Ele
caminhava para longe? Para muito longe! Caminhava apenas. Não sentia vontade de
parar desde que há algum tempo tinha iniciado a marcha. Cada vez mais se sentia
com vontade de caminhar. A cerca de dois metros, vinham atrás dele, os
problemas. Os seus problemas. Tinha-os deitado para trás das costas. Quanto
acelerava o passo eles aproximavam-se. Decidiu que seriam companheiros dele
nessa jornada. Não adiantava acelerar que nunca os deixaria para trás.

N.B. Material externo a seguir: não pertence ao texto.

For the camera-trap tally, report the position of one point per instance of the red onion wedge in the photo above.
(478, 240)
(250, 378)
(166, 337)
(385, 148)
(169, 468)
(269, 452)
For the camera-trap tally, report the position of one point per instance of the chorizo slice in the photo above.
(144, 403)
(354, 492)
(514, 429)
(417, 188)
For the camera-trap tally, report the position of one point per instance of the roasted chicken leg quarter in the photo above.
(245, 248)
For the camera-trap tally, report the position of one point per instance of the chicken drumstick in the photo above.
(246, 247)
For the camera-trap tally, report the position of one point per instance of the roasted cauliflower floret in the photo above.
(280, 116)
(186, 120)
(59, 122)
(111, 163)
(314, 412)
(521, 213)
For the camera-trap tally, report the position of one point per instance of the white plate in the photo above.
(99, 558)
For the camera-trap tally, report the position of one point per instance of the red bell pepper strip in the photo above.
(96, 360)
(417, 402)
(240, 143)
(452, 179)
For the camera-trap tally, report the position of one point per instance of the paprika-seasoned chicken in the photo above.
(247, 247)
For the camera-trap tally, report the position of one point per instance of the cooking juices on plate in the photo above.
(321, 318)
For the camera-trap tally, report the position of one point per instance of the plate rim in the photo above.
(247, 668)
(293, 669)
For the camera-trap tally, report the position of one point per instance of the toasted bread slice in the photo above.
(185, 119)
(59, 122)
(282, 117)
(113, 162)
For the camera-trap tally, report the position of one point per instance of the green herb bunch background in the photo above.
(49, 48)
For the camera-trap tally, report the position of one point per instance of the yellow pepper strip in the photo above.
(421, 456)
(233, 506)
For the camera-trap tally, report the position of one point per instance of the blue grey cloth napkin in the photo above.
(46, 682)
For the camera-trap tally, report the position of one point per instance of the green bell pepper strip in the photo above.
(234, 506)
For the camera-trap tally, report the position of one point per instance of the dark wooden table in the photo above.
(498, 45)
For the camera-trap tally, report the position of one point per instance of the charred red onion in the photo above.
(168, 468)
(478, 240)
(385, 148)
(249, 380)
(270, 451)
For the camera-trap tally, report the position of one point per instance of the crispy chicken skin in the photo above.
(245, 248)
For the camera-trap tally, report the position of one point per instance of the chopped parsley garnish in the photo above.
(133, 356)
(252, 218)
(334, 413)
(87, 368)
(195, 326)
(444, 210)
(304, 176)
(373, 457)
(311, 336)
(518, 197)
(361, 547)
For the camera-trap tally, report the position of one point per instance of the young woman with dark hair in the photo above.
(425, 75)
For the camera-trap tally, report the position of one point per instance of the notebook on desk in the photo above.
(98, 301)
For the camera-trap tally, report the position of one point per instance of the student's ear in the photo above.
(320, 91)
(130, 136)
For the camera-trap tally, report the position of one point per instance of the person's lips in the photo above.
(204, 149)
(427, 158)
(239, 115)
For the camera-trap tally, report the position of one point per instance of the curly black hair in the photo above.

Caminhava apenas. O caminhar fazia-lhe bem. Sentia-se bem. Não tinha os
problemas em cima das costas. Elas folgavam e por isso mais claramente podia pensar
neles e tentar resolvê-los. Pensou. Um de cada vez. Apenas um de cada vez. Mas
antes tinha que saber se o que o perseguia eram problemas. Se eram realmente
problemas aquele «saco de acumular» que o seguia. Sim. Seguia-o para onde
fosse. Onde estivesse, sentia sempre esse saco em cima das costas. Encontrava-se
numa encruzilhada. John era um tipo prático. Um
tipo comum a tantos outros. Com vontade de fazer, de realizar, de programar refletidamente
cada passo que dava.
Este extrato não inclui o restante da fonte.